Deambulou a noite toda, sem cansaço, tremendo, por vezes, de excitação de se sentir livre. Quando amanheceu, afastou-se da estrada e penetrou em campo aberto. Não encontrou qualquer ser humano; porém, mais uma vez, assustou-se com o  repentino salto de um veado em correria para as colinas. A erva seca, amarelada, ondulava ao vento; o céu era azul; o seu corpo recobrava o vigor. Vagueando num passo incerto, passou por uma e outra quinta. A paisagem era tão deserta que não custava a crer, por vezes, que ninguém antes dele palmilhara aqueles caminhos ou pisara aquelas pedras. De longe em longe, no entanto, havia uma cerca a lembrar-lhe que não era apenas um infractor, mas também um fugitivo. Passando pelos cercados e muros, sentia o prazer de um artesão ao escutar o zumbido do arame que, ao esticar-se repercutia. Porém, não conseguia imaginar-se a passar a vida a plantar estacas, levantar barreiras, dividir as terras. Não se via como algo pesado que deixa rasto no chão à sua passagem, mas, a ser qualquer coisa, como um grão de areia à superfície de uma terra adormecida demasiado profundamente para ouvir os pés de uma formiga, o ruído dos dentes de uma borboleta ou o cair do pó".
J.M.Coetzee in "A Vida e o Tempo de Michael K." - Dom Quixote

São livros como "A Vida e o Tempo de Michael K" que permitem estabelecer alguma relação entre a reclusão voluntária, a solidão e a  meditação que têm pautado a vida de Coetzee. Michael K., vê-se, após a morte da mãe sózinho num mundo anárquico regido por militares errantes e violentos. Aprisionado, Michael é incapaz de tolerar a reclusão e foge, determinado a viver com dignidade. É um romance de afirmação da existência que vai à essência da experiência humana, evocando a necessidade de uma vida interior, espiritual, com algumas ligações ao mundo em que vivemos, vocacionada para a pureza do seu entendimento.

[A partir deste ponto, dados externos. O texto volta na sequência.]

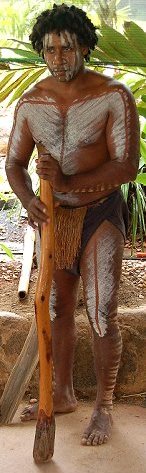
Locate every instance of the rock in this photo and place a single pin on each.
(13, 332)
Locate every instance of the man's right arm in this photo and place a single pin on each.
(20, 147)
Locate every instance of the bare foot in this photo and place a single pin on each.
(65, 406)
(99, 429)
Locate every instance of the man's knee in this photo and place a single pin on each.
(103, 320)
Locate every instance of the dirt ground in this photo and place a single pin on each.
(125, 451)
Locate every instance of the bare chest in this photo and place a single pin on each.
(65, 131)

Foram livros como este que deram a Coetzee o duplo Booker Prize, em 83 e 99, e o Nobel, em 2003. É por isso com agrado que li a notícia, ontem divulgada pelo New York Times, da aquisição,  pela biblioteca da Universidade do Texas - a Harry Ransom Center - dos manuscritos de J.M.Coetzee, facto que só vem reafirmar o interesse, para as futuras gerações, do espólio do escritor. A curiosidade reside na coincidência, desta mesma biblioteca ter sido o local onde Coetzee procedeu à investigação, para a sua tese publicada, sobre o primeiro período da obra de Samuel Beckett.